Comme dans les papiers examinés dans les parties précédentes, il y a parfois besoin
de caractériser le contexte organisationnel dans lequel évoluent les acteurs. Le modèle de
Glouberman et Mintzberg (2002) qui décrit l’hôpital à travers quatre mondes, celui du
« cure », du « care », du contrôle, et de la communauté est évoqué deux fois. La pluralité
des logiques et la nécessité de trouver des arrangements pour les faire cohabiter sont une
caractéristique structurelle de l’hôpital, plus qu’une conséquence de réformes nouvelles.
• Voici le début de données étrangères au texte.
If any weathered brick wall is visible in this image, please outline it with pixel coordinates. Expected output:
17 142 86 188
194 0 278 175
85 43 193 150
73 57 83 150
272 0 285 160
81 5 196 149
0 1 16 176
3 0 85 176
Valette et Burellier (2014) suggèrent toutefois que la spécificité de la période en cours est
la délégation explicite aux médecins des recherches d’arrangements entre soins et gestion,
entre le « cure », le « care » et le « contrôle » ; mais Detchessahar et Grevin (2009) rappellent
que c’est le cas depuis toujours pour les cadres de santé.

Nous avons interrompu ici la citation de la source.